Laryngomalacia is a congenital weakness of the laryngeal skeleton, especially the epiglottis and aryepiglottic fold.
Core of illness is an insufficient firmness (rigidity) of the cartilage that is located at the entrance to the larynx and weakness (hypotony) of neuromusculature in regions of gloss-pharyngolarynx. With this malformation there is a changed position and size of the epiglottis (the larynx lid).
Laryngomalacia is usually an isolated disease. But it may be associated with other malformations: micrognathia, macroglossia, glossoptosis and a cleft palate. Associated anomalies and functional disorders in patients with laryngomalacia are rare, but they can delay the healing process in a great deal.
Laryngomalacia in Infants
Laryngomalacia in infants immediately after birth is manifested as an inspirational laryngeal sridor of varying intensity. Stridor (hissing, wheezing) is constant regardless of the position of the child. It intensifies when the baby is crying, and reduces in while the baby is resting and sleeping and the voice remains unchanged. Laryngomalacia is sometimes accompanied by dyspnea (labored breathing), it is rarely accompanied by cyanosis and respiratory insufficiency.

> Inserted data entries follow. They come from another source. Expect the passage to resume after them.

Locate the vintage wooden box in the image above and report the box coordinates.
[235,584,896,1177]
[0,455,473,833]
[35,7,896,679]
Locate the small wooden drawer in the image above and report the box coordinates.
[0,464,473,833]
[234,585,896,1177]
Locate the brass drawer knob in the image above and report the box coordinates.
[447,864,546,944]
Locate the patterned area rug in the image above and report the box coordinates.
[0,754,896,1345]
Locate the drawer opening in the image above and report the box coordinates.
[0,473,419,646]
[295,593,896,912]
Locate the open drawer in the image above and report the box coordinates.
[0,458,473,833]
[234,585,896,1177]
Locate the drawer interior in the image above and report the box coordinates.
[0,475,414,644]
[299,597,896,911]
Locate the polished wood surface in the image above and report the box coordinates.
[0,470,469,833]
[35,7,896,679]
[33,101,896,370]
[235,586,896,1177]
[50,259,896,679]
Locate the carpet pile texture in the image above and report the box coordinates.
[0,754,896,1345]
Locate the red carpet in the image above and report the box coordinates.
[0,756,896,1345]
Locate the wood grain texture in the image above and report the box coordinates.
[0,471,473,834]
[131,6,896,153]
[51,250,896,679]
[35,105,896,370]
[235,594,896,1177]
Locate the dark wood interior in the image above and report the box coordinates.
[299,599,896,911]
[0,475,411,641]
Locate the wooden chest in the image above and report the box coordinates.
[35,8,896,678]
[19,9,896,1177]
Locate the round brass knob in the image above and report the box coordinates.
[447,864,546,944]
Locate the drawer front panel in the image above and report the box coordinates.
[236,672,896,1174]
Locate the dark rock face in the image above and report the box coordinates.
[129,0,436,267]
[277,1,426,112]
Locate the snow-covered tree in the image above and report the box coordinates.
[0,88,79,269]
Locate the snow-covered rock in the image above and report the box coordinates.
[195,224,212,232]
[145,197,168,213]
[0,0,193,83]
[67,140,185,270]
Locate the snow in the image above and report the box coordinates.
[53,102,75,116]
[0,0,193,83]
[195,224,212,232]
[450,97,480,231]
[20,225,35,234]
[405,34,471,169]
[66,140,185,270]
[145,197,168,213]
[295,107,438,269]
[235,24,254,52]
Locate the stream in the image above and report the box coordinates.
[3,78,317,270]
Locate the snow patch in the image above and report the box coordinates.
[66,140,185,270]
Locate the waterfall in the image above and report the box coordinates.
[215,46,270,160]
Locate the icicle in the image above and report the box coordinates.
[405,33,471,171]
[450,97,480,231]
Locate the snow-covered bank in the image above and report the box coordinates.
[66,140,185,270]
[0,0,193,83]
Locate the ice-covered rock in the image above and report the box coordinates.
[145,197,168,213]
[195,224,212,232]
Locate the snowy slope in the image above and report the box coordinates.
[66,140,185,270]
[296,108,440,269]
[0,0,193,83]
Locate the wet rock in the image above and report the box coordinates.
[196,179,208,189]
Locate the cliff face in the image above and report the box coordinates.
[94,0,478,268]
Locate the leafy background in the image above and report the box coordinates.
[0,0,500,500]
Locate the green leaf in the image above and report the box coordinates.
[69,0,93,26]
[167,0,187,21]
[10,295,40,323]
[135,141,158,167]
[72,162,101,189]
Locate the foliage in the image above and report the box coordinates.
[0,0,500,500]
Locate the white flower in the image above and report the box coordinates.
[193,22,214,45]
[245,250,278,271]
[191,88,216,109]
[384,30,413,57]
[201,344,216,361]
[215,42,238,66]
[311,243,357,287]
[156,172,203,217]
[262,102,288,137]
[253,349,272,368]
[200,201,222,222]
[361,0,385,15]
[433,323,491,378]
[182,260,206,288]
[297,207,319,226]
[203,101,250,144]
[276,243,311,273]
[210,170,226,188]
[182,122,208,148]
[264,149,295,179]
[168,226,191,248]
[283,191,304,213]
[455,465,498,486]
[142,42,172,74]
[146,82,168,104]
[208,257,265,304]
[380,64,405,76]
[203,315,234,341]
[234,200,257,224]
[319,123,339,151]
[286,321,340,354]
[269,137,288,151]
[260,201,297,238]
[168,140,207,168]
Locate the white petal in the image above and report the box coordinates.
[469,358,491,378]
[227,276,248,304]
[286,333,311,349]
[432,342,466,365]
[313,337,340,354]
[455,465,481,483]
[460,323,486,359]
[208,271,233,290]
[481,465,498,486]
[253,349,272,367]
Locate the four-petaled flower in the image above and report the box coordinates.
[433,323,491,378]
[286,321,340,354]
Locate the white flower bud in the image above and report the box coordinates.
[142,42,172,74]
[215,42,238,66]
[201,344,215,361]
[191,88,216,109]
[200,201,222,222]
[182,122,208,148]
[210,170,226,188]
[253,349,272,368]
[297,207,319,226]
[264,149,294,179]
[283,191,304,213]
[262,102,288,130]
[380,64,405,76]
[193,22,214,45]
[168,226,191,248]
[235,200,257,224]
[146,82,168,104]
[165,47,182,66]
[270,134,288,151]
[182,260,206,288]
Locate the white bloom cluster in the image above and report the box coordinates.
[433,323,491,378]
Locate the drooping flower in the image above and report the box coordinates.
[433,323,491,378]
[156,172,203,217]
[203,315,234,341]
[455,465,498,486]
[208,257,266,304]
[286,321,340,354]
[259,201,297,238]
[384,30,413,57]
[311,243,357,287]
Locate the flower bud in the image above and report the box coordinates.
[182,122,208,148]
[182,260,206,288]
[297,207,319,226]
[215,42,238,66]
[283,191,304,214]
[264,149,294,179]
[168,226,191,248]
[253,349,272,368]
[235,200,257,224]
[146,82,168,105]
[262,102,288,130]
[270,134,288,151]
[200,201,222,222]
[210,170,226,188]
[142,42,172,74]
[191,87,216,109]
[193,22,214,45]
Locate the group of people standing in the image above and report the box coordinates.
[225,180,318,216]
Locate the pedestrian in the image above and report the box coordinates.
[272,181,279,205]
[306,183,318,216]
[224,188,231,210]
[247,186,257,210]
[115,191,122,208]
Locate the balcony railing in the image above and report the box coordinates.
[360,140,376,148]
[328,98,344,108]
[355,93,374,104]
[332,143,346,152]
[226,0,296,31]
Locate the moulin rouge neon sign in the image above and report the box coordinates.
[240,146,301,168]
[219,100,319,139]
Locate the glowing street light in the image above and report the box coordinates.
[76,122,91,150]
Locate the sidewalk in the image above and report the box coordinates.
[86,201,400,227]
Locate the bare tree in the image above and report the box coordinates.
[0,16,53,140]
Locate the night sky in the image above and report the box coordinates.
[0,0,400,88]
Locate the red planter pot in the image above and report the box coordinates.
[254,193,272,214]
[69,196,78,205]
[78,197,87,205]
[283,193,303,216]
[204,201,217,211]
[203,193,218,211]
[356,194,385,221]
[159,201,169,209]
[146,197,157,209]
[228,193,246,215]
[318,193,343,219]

Laryngeal stridor that occurs when the baby is crying can be enhanced by feeding, excitement and lying on back or on chest, it is reduced during resting and sleeping. Breathing can be remedied by raising the mandible upward.
Laryngomalacia Treatment consists of proper nutrition and infant care. It is necessary to provide enough vitamin C, D and calcium. In severe forms of laryngomalacia tracheotomy is done, but these are rare cases. Larynx development disorders usually disappear after the child reaches the age of two.
In a case of severe obstructive sleep apnea in children with laryngomalacia the surgical treatment is indicated. The possible occurrence of vocal cord paralysis can significantly complicate the clinical course by intensification of supraglottic obstruction symptoms and it can not be removed by a surgical intervention. Noninvasive mechanical ventilation is an alternative to surgical healing, providing effective ventilation and normal growth and development.
Laryngomalacia is most common of all malformations of the larynx.